Article 4 : L’Office français de l’immigration et de l’intégration versera à Me Kanté, conseil de M. B..., une somme de 1 200 euros en application des dispositions de l’article L. 761-1 du code de justice administrative et du deuxième alinéa de l’article 37 de la loi du 10 juillet 1991, sous réserve de l’admission définitive de M. B... à l’aide juridictionnelle et sous réserve que Me Kanté renonce à percevoir la somme correspondant à la part contributive de l’État. Dans l’hypothèse où M. B... ne serait pas admise à l’aide juridictionnelle, cette somme lui sera versée directement.

Article 5 : Le surplus des conclusions de la requête de M. B... est rejeté.

Article 6 : Le présent jugement sera notifié à M. A... B... et au directeur général de l’Office français de l’immigration et de l’intégration.

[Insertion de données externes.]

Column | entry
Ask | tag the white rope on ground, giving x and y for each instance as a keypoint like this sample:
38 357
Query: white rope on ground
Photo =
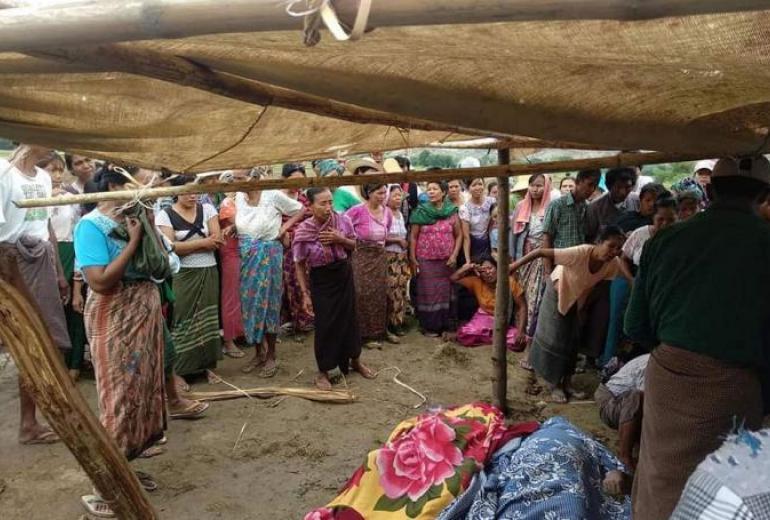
401 383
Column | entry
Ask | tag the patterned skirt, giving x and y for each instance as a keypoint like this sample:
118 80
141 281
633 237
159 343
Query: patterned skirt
261 287
371 280
399 275
125 333
293 310
195 331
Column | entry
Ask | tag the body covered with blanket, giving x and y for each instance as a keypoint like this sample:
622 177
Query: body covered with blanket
556 473
424 465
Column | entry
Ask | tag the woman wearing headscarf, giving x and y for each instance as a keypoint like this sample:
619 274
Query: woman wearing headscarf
321 248
399 274
125 330
294 308
193 229
371 223
258 221
527 230
435 241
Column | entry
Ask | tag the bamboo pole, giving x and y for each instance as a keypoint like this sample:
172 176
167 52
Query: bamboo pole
184 72
503 290
510 170
35 28
42 373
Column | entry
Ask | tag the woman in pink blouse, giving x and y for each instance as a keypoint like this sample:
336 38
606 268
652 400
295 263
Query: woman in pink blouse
435 241
371 222
321 247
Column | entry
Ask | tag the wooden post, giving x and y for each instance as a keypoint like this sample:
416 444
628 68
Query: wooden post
43 375
503 296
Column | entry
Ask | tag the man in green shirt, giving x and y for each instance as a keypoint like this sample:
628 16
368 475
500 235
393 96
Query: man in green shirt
703 295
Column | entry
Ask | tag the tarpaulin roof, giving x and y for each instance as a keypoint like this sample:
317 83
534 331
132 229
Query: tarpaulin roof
683 84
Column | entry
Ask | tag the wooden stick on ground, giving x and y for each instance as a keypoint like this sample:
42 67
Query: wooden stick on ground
503 295
622 159
42 371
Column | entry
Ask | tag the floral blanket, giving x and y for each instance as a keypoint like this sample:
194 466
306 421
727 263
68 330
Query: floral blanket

Rendu public par mise à disposition au greffe le 2 février 2026.


Le magistrat désigné,

G. GIRARD-RATRENAHARIMANGA
Le greffier,

S. BIRCKEL


La République mande et ordonne au directeur général de l’Office français de l’immigration et de l’intégration en ce qui le concerne ou à tous commissaires de justice à ce requis en ce qui concerne les voies de droit commun contre les parties privées de pourvoir à l’exécution du présent jugement.